I did my best to stay present with this bewildering experience and my emotions. It was so difficult for me to let go and be vulnerable to others and to accept their support. But I did it. I also allowed myself to be fully present for my initial fabulous WATSU (warm water massage and shiatsu), an intensely relaxing and rejuvenating experience provided by Cindy Horsfall and Tom Cobian, two extremely gifted WATSU practitioners.
I realized that the intensity of my neck pain reflected all of the anger and frustration I'd been holding inside since my husband's death and probably for long before that. By the next day, my neck pain virtually disappeared. I still struggled with the feeling that I didn't do as well as I "should have" in the course and was fearful of the test Cindy had in store for us on our final night. But I showed up.
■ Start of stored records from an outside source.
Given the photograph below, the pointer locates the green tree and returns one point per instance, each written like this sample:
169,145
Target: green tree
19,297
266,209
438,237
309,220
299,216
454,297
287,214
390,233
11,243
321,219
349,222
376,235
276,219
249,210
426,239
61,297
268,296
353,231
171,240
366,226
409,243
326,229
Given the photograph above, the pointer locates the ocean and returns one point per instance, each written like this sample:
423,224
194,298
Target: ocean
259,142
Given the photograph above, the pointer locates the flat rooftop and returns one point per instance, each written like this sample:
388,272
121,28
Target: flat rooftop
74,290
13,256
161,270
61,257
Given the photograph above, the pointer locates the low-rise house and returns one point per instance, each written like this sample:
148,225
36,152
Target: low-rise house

I'm proud to say that I took the test and graduated!
Once onboard the plane for the flight home, I immediately opened the "Splash" summer 2008 newsletter and read Wendi Crandall-Amidon's story about ancient earth and animal oneness meditation retreats for animal parishioners and animal lovers. In this article Wendi writes, "Sharing with animals has to be a healthy balance between giving and receiving. One needs to self-heal before they can truly give to others".
In other words, my profound and personal warm water experience was a necessary step in my self-healing so that I can be a more effective, authentic healing presence for other beings. The therapeutic properties of the warm water helped me to surface and then release agonizing emotional pain; I've felt such freedom since this experience, freedom to be me and to follow my dreams. This occurrence also tremendously increased my body awareness, which is essential to helping my canine friends and others.
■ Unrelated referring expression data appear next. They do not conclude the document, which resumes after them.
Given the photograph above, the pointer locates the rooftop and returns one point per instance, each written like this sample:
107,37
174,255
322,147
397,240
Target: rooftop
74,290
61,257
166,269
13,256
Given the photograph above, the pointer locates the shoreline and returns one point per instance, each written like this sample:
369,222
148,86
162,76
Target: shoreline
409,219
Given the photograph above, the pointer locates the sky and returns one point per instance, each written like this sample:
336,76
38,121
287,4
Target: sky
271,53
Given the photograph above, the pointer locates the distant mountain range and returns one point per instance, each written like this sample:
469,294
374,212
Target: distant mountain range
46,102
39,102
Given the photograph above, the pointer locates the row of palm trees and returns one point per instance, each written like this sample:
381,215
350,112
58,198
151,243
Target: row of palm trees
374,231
"Change Your Life"-I saw this billboard as I headed home from the San Francisco airport. As soon as the plane had touched down, I realized that I had outgrown my way of life here. For the last several months, I've known that I want to spend more time outdoors and in nature and that I need more room for Silver and me to roam. My canine warm water therapy training also confirmed that I want to follow my passion and realize my dream of working with dogs-I'm not able to make that my priority in San Francisco given the high cost of living.
To that end, I've decided to leave that city I've called home for over 26 years. Without the release of so many painful emotions, I don't think I'd feel so freed up and open to this new exciting adventure. I just know that I need to follow my passion around dogs and healing and to create the best life I can for Silver and me.
Most importantly, my intimate understanding and appreciation of the healing power of water and of the intrinsic connection between emotional and physical well-being will help me help me to be a much more present, effective and compassionate healing arts practitioner for my canine and human friends.